When leftover prime beef, rib eye and fillet gets cleared off a plate at the famed Angus Barn steakhouse, the scraps are frozen in buckets and end up in mouths of lions, tigers and wolves at the Conservators Center animal rescue in nearby Mebane.

"We have like this one 42-ounce bone-in ribeye, that has this huge bone in it, and so they're getting those bones," Angus Barn owner, Van Eure, said. "And they're getting certified angus beef. They are getting fillet scraps. They're getting tenderloin scraps, so they're eating very well."

Eure said she got the idea to donate leftover scraps, bones and butcher trimmings, after seeing so much quality meat go to waste.

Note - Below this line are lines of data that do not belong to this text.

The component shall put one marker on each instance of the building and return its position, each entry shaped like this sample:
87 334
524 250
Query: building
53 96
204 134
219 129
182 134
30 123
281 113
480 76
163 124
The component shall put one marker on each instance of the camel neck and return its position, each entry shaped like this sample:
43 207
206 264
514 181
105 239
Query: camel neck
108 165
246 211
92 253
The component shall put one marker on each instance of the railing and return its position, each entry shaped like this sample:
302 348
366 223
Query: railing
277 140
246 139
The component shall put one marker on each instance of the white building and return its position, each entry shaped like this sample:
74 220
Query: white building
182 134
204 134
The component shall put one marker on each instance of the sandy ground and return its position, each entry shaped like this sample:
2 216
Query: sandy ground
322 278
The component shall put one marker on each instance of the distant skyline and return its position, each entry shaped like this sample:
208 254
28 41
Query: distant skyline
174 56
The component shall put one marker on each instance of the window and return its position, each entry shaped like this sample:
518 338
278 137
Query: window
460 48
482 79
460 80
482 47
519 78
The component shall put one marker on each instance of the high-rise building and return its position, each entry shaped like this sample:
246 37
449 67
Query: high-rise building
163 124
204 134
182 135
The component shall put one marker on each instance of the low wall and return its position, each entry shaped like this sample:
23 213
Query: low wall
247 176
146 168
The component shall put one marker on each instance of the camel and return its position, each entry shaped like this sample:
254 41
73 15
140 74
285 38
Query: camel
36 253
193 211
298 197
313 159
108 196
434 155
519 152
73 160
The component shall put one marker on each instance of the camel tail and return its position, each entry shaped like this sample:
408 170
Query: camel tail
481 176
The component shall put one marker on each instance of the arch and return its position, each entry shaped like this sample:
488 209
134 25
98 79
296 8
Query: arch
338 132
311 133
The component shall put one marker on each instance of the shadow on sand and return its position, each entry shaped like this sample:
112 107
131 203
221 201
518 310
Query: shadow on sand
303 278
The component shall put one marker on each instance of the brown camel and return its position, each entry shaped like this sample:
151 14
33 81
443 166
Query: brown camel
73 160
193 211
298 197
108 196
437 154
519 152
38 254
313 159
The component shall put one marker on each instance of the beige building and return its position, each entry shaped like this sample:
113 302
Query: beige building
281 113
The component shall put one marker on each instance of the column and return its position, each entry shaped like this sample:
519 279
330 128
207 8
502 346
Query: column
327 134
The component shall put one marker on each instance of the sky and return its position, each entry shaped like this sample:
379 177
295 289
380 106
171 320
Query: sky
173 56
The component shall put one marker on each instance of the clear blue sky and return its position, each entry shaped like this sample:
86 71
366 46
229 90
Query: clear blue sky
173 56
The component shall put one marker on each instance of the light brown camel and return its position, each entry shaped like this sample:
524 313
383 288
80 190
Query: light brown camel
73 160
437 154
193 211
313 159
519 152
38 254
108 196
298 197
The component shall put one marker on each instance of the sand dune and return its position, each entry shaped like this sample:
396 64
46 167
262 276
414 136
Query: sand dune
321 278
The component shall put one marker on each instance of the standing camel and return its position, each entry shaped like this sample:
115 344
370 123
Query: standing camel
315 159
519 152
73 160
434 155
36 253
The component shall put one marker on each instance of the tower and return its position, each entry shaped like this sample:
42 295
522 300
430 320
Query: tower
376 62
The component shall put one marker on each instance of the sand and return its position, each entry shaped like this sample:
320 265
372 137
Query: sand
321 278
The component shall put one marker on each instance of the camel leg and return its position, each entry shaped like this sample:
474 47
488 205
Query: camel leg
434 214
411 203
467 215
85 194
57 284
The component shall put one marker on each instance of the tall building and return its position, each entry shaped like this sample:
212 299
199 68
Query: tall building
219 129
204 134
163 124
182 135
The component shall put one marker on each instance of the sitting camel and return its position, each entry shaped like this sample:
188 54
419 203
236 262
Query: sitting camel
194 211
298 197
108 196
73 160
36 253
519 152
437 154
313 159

"One night, I was back helping the dishwashers -- this was years ago -- and I'm watching all this meat come off people's plates, and as I'm clearing the plates, I'm thinking 'wonder if these carnivores would like this meat even though it's been cooked,'" Eure said.

The animals loved it, and now the Angus Barn loads up buckets of frozen leftovers and scraps, and drives them to the animal rescue. Angus Barn employee Robert Moore has been making the 100-mile round trip every week for years.

"Before one of my daughters was even born," Moore said.

Mindy Stinner, the executive director at the Conservators Center said the top quality beef helps supplement the animals' diets, helping their bodies reach the right fat content to fight off winter's cold.


"We're very careful about our diets here, and we're very careful about how we deliver the food to them, so we're fortunate to have a supplement that's this high-quality," Stinner said.

"When I look at these buckets there are times when I think why am I not eating that steak," Stinner laughed.


Eure said she hopes Angus Barn's efforts to put its leftovers to good use will inspire others.

"There are other places that rescue animals, of all kinds, and there's a lot of waste that restaurants have, and possibly other restaurants could do the same thing, and work out a deal with another place whether it's somewhere closer, local," she said.